The first time I sat down with Ted Cruz we had this discussion. With "conservative" being the new "Republican" how is a voter to know if a candidate is riding the Tea Party wave into electoral victory or if the rhetoric stems from deep seated principles? Very pointedly I asked why voters should believe he was the conservative he claimed. His answer was one of many reasons Ted Cruz has my support.
Rather than giving you rhetoric, let me just talk about my record. One thing I say often on the stump, I quote a former boss of mine, conservative U.S. Attorney General, John Ashcroft, "if I'm ever acused of being a Christian, I'd like for there to be enough evidence to convict me." Now I think that's very true. It's equally true of being a conservative. If you're really a conservative, you don't need to tell people, you will bear the stripes of having stood up and fought for the principles.
For five and a half years I served as the Solicitor General of Texas. I was appointed by Greg Abbot, who I think is the finest Attorney General in the whole country. Over and over again we led the nation defending conservative principles. We led the nation defending the Ten Comandments monument on the state capitol grounds, we went to the U.S. Supreme Court and won 5-4. We defended the Pledge of Allegiance, went to the Supreme Court and won unanimously. We defended the second amendment, went to the U.S. Supreme Court and won 5-4. We stood up and fought at the World Court, the United Nations, ninety-four nations for the United States, defending U.S. sovereignty and won 6-3.
And cumbersome regulation? Unlike his run-off challenger, David Dewhurst, Ted Cruz doesn't just talk about the EPA's rampant, job-killing overregulation, he fought against it.
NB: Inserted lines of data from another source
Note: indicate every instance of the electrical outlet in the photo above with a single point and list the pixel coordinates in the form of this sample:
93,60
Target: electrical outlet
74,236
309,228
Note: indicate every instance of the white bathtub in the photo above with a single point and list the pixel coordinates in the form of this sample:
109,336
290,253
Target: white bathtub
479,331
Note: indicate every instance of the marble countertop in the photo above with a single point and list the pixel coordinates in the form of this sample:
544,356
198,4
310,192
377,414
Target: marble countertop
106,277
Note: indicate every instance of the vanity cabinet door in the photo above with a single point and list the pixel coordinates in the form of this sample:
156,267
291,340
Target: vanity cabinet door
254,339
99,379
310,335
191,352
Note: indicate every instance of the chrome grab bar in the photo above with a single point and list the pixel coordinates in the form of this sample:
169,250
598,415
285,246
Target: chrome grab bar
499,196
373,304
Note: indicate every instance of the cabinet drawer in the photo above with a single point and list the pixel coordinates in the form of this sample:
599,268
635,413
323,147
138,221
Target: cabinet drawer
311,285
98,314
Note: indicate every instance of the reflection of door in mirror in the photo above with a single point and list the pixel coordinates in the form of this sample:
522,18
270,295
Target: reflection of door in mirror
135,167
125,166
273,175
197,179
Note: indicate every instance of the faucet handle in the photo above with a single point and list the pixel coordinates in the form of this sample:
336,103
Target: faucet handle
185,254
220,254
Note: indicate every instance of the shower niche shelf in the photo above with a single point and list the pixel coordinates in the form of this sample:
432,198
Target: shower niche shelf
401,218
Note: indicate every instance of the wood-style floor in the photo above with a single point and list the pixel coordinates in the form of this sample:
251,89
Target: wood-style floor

One of the real challenges we're facing is abusive environmental laws. Now every candidate in this senate race talks about reigning in the EPA. In a Texas senate race it isn't complicated; that's the right thing to say. When President Obama put in place the offshore drilling moratorium, I represented the U.S. Chamber of Commerce, twenty-nine Chambers of Commerce up and down the Gulf Coast, challenging this in federal court. The Federal Court of Appeals agreed with us that the drilling moratorium was contrary to federal law. Now sadly, the President just reissued the order and stopped granting permits. There has been a pattern of lawlessness by the administration.
And finally, on the subject of national sovereignty:
I'm the only candidate in this race that has ever stood up and fought the U.N. and not just fought the U.N. but won, had the U.S. Supreme Court to rule that the World Court and the United Nations have zero authority in the United States of America. That's how you distinguish between someone who is just spouting campaign rhetoric and someone who is ready to stand up and fight.
The only way to rollback the Obama agenda is to elect more legislators who will fight against government expansion and for individual freedom and liberty. Ted Cruz is a fighter, a principled conservative who will lead by example, not by empty catch phrases and compromise. I think it's about time we had more representatives in Washington, D.C. walking the walk, don't you?